Researchers have demonstrated that usable results for financial modelling are achievable even on current noisy quantum computersIn a groundbreaking collaboration, HSBC, quantum middleware developer Haiqu, and a team of academic researchers have pioneered an efficient method to run financial models on commercially available quantum computing hardware. This joint research, published in Physical Review Research, presents a novel approach to encoding real-world probability distributions into quantum circuits.
As quantum computing evolves into commercially viable products, financial institutions like HSBC are exploring ways to secure financial transactions. One such method is the use of post-quantum cryptography to protect financial systems. Quantum computers also provide banks with the ability to run more powerful financial market simulations, a capability that HSBC is keen to leverage.
The research team, comprising experts from HSBC, Haiku, Czech Technical University, University of Zurich, the Akhiezer Institute for Theoretical Physics, Karazin Kharkiv National University in Ukraine, and Greece’s Athena Research Center, focused on Lévy distributions. These are commonly used in modelling extreme variations of stock market indexes worldwide.
The researchers stated in their paper, “By developing methods to efficiently work with Lévy distributions on a quantum computer, we pave the way for more precise modeling of market behaviours, particularly in capturing heavy tails, skewness, and volatility clustering.”

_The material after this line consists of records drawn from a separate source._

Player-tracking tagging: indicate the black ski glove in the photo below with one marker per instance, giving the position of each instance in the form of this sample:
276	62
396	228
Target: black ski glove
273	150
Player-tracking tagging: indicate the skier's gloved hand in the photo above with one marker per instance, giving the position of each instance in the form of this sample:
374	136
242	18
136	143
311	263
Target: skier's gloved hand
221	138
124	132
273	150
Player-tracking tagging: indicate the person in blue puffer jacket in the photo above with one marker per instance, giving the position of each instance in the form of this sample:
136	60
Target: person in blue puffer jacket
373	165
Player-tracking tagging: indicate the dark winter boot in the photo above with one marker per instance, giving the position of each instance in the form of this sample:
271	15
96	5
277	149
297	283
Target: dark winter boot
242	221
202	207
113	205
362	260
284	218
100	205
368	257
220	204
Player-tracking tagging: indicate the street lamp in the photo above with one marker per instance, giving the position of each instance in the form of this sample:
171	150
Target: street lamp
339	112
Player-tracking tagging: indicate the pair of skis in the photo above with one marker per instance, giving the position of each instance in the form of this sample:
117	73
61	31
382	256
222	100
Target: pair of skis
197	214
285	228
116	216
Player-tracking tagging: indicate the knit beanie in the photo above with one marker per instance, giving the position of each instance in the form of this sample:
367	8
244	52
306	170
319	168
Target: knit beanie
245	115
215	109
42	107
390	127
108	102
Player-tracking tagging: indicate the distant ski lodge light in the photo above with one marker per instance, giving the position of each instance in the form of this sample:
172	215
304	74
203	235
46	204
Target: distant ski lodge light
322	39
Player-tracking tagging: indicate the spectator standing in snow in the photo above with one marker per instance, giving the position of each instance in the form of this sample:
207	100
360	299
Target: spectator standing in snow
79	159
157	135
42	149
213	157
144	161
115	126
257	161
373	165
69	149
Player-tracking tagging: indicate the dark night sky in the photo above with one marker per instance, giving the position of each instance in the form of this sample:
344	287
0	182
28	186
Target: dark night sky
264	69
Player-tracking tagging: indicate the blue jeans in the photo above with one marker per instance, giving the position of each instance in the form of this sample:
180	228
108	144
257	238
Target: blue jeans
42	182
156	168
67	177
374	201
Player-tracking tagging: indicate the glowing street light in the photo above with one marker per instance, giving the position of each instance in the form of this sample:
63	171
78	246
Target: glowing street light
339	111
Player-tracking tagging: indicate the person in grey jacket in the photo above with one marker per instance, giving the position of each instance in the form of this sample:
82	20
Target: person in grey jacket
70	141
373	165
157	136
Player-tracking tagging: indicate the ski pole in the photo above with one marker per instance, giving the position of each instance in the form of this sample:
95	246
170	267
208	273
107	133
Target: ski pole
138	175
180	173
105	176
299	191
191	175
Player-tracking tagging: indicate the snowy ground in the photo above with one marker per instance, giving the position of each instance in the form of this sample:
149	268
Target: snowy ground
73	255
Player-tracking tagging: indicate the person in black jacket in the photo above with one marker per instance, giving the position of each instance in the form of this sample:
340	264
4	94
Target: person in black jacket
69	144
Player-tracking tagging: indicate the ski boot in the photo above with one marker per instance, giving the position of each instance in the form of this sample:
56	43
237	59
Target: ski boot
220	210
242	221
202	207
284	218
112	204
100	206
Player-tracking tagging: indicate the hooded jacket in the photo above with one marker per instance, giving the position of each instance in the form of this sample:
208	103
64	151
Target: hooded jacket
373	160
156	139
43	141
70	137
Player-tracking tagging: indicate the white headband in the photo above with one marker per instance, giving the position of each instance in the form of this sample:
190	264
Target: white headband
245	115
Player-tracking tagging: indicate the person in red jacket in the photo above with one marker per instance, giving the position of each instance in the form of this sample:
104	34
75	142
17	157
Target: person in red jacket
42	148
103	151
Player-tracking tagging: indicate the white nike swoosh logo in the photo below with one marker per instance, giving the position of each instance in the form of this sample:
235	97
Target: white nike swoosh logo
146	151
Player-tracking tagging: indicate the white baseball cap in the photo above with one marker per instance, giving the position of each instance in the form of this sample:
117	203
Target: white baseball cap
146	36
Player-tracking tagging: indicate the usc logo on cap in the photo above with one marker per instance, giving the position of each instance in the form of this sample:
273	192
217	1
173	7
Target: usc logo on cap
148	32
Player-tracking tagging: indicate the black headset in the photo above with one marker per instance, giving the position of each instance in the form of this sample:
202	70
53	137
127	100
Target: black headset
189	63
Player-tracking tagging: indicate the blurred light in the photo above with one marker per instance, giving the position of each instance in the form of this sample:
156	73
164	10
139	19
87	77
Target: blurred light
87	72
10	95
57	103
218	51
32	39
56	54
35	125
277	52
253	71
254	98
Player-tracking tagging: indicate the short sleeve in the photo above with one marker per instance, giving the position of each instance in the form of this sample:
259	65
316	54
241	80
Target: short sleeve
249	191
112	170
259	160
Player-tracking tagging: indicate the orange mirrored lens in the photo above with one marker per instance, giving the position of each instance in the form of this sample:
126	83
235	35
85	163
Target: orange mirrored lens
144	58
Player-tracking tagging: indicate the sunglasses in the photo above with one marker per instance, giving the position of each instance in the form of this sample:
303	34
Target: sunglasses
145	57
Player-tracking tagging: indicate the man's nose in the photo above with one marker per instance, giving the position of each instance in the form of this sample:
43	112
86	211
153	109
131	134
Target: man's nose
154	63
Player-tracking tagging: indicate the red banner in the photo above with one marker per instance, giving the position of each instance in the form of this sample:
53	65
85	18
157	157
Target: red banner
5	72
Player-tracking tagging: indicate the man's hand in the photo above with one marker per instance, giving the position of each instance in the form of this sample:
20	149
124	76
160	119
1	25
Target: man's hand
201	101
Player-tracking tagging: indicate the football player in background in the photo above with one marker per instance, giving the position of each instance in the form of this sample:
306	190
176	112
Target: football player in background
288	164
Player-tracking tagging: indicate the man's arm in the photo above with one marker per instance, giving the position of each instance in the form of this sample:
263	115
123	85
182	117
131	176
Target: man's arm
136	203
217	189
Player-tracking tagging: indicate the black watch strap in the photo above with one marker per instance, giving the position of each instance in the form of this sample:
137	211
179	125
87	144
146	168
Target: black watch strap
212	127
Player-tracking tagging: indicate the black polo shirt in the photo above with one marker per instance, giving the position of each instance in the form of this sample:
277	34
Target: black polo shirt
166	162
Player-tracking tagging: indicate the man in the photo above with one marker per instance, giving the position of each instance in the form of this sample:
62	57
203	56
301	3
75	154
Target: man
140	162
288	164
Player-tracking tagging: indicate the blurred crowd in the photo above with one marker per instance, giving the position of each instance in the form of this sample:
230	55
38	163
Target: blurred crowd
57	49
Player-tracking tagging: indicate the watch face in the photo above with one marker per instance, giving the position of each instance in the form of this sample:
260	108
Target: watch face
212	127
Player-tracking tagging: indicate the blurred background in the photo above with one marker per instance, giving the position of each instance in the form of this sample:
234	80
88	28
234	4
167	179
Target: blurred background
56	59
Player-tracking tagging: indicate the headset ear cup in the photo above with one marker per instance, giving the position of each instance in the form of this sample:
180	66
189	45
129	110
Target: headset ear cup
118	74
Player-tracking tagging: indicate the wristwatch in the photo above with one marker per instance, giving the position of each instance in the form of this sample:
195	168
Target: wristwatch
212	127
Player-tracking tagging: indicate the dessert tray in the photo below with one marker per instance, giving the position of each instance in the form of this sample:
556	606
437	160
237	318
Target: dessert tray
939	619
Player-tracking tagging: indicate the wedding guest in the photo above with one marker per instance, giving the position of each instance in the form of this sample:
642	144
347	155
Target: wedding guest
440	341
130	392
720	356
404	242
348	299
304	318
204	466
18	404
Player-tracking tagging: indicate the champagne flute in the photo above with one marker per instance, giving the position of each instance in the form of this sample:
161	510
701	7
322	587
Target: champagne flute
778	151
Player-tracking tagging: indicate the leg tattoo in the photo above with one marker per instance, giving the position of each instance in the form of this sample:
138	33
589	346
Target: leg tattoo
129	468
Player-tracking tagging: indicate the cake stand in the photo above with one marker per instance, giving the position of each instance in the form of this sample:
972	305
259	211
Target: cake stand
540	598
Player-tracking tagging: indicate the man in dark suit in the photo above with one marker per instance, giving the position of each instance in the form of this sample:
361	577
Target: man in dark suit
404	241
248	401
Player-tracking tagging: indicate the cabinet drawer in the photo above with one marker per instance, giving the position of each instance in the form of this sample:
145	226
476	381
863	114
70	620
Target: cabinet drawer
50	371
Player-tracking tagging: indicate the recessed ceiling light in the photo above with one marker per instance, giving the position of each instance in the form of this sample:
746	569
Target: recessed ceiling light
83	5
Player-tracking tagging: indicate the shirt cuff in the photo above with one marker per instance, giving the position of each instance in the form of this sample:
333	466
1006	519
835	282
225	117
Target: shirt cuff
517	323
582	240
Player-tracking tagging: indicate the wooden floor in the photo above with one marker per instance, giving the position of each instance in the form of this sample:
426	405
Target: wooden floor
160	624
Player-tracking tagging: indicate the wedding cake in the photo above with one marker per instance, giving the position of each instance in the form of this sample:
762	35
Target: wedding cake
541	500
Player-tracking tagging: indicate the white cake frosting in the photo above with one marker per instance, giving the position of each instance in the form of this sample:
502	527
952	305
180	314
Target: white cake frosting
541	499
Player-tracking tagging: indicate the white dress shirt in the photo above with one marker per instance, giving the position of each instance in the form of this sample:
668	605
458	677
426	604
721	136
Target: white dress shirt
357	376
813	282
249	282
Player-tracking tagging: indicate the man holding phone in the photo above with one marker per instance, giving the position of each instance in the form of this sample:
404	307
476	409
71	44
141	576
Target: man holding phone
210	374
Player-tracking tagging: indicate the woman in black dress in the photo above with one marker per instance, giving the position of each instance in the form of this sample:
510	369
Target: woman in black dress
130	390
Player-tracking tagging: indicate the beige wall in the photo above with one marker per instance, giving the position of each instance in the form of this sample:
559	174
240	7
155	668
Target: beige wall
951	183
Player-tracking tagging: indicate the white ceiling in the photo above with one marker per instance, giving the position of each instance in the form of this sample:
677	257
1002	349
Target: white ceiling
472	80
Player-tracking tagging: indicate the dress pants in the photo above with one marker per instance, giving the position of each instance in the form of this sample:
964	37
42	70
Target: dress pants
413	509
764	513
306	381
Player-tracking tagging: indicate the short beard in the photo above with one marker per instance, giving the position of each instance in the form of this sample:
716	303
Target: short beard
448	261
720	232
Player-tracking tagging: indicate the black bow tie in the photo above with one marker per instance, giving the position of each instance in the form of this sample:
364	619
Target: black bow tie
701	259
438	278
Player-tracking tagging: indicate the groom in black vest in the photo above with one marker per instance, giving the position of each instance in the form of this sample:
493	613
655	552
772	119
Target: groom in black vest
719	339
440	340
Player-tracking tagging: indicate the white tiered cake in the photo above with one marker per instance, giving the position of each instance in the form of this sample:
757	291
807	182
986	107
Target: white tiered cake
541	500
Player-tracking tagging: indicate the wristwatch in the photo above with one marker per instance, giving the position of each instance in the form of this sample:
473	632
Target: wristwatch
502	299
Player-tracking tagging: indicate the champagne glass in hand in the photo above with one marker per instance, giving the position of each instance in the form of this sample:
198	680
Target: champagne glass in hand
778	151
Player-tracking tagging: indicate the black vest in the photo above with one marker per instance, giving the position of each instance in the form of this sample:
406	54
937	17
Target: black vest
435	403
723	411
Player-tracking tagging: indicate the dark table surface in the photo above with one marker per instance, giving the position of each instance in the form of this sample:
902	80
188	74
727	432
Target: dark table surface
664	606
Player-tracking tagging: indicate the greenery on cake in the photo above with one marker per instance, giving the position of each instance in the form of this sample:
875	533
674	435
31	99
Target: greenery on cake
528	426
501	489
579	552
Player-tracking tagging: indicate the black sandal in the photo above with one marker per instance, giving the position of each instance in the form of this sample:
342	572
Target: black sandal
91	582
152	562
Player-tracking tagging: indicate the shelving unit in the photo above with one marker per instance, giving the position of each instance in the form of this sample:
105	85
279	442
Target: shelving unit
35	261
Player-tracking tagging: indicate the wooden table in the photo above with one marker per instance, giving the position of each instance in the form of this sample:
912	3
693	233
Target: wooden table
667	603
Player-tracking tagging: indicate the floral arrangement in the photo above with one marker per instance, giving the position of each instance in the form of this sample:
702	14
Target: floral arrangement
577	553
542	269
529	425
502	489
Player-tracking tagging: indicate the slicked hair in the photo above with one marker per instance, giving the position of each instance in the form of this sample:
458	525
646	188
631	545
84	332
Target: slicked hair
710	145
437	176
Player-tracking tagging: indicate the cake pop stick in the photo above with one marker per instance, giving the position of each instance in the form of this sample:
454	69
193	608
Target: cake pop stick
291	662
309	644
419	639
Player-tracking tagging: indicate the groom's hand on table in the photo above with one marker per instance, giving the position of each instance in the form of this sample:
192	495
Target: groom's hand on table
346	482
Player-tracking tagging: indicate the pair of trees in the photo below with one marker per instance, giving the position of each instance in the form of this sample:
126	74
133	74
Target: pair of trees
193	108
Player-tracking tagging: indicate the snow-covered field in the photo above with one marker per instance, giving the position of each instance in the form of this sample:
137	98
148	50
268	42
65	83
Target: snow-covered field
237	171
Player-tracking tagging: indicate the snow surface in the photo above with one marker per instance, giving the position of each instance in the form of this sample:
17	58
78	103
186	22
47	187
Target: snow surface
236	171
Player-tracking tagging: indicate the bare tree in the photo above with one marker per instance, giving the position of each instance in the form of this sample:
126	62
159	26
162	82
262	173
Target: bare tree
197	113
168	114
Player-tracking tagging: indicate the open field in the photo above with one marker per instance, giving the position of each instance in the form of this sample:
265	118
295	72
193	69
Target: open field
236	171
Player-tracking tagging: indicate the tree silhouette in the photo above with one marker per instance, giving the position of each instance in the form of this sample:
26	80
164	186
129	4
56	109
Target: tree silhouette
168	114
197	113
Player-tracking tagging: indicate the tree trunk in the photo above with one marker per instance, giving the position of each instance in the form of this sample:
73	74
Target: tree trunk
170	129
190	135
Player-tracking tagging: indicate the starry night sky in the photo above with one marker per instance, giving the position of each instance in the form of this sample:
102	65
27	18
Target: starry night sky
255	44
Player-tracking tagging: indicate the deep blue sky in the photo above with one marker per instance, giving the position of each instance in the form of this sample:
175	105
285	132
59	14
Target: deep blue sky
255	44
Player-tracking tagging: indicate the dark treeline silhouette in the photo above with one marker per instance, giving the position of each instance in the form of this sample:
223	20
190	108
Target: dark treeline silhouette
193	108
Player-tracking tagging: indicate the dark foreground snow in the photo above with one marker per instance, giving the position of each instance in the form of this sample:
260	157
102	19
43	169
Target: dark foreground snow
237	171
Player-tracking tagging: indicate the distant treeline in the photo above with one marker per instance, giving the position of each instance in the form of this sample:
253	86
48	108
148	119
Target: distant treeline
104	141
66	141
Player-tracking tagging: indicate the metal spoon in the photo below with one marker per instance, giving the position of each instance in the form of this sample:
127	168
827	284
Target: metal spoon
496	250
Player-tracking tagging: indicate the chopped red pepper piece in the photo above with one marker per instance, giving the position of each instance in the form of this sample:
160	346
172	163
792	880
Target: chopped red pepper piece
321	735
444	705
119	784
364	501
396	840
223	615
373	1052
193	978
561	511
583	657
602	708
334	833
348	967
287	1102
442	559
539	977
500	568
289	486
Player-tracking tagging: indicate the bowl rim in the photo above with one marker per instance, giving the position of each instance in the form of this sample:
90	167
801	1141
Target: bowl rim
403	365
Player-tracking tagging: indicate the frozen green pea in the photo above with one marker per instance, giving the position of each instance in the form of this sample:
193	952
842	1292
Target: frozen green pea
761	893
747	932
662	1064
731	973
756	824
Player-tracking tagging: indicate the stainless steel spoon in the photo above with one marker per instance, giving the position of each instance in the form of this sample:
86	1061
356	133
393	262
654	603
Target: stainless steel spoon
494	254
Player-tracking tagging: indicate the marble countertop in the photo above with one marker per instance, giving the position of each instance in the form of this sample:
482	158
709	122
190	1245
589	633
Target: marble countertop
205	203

Haiqu points out that while quantum computing can be used in derivative pricing, portfolio optimisation, fraud detection, and machine learning, these applications require realistic financial distributions. This necessitates the loading of data into a quantum computer. The process of encoding classical data into quantum states is widely recognised as a significant bottleneck when implementing many quantum algorithms on hardware. This challenge is particularly relevant for applications such as financial risk modelling and simulation, where complex probability distributions must be loaded onto quantum devices.
The number of required quantum operations in conventional algorithms can scale exponentially with the number of qubits, according to Haiqu. This presents a significant bottleneck on today’s noisy, depth-limited hardware. To address this issue, Haiqu has developed compact quantum circuits with linear, rather than exponential, scaling.
Mykola Maksymenko, co-founder and CTO of Haiqu, said, “One of the biggest practical barriers is getting realistic financial data onto today’s quantum hardware. This work shows a scalable path around that barrier and helps move quantum finance workflows from theory toward execution.”
The researchers used matrix product state (MPS) methods to construct shallow quantum circuits that encode smooth functions, including probability distributions, directly into quantum states. Using a 25 qubit IBM quantum computer, the research paper stated that the accuracy of the machine was sufficient to pass quantitative statistical tests.
This collaboration between HSBC, Haiqu, and the academic researchers represents a significant step forward in the field of quantum finance. By developing an efficient method to run financial models on quantum computing hardware, they have opened up new possibilities for more precise market behaviour modelling. This could potentially revolutionise the way financial institutions operate, offering them a powerful tool to secure transactions and run more robust financial market simulations.